The glow from the shell intensified, throwing strange, pale light across her face,

across the deck, across my arms, holding her upright. For a heartbeat, everything went quiet. No roaring Leviathan, no shouting crew, no creak of rigging. Just the low, thrumming hum of something ancient waking up.

Rose’s body went rigid.

“Rose?” My voice came out rough.

Her lips moved, but the words that spilled out weren’t hers. There wasn’t any language I knew. They were deeper, older syllables that rolled like waves across stone, consonants that hissed like escaping steam, vowels that tasted like iron and salt and the weight of years.

Morwenna’s eyes widened.

“Fool girl,” she whispered, but there was something like awe in it.

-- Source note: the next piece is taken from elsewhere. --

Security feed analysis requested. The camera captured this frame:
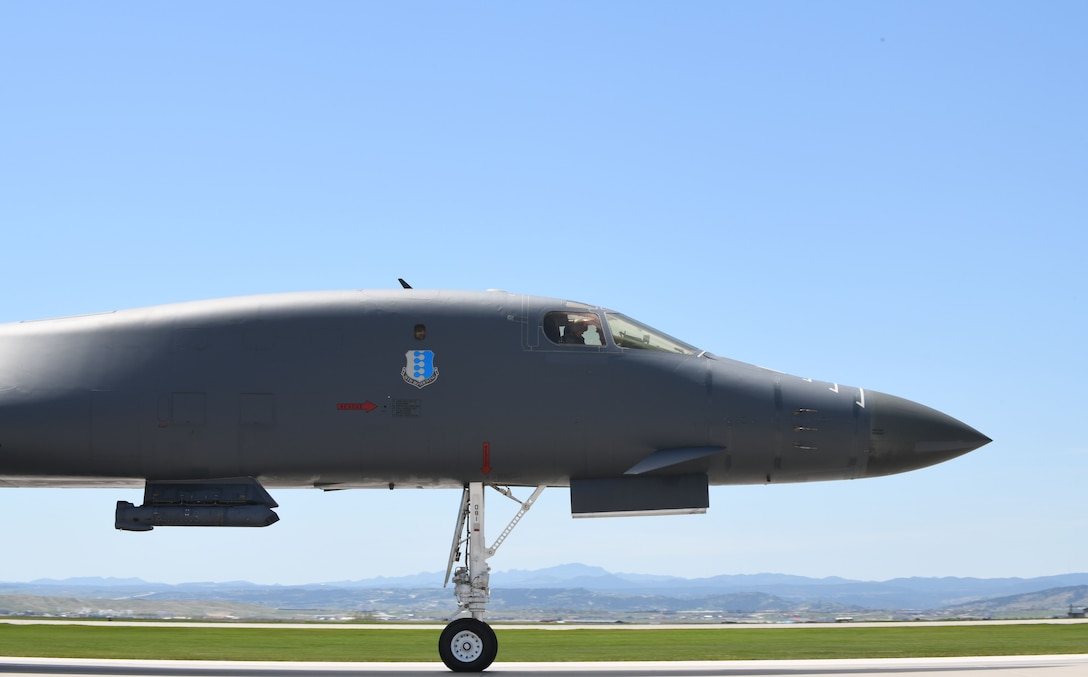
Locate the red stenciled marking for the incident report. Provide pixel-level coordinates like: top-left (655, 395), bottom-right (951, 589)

The Leviathan dipped beneath the water. For a heartbeat, the sea looked… empty. Too empty.

“She’s calling it,” Dilly breathed.

“For Saints’ sake, why?” Oscar shouted over the sudden wind.

“Because that’s how you kill a god,” Morwenna said. “You make it listen.”

The shell blazed. Rose’s eyes flew open—and for a horrifying moment, they glowed with the same cold light.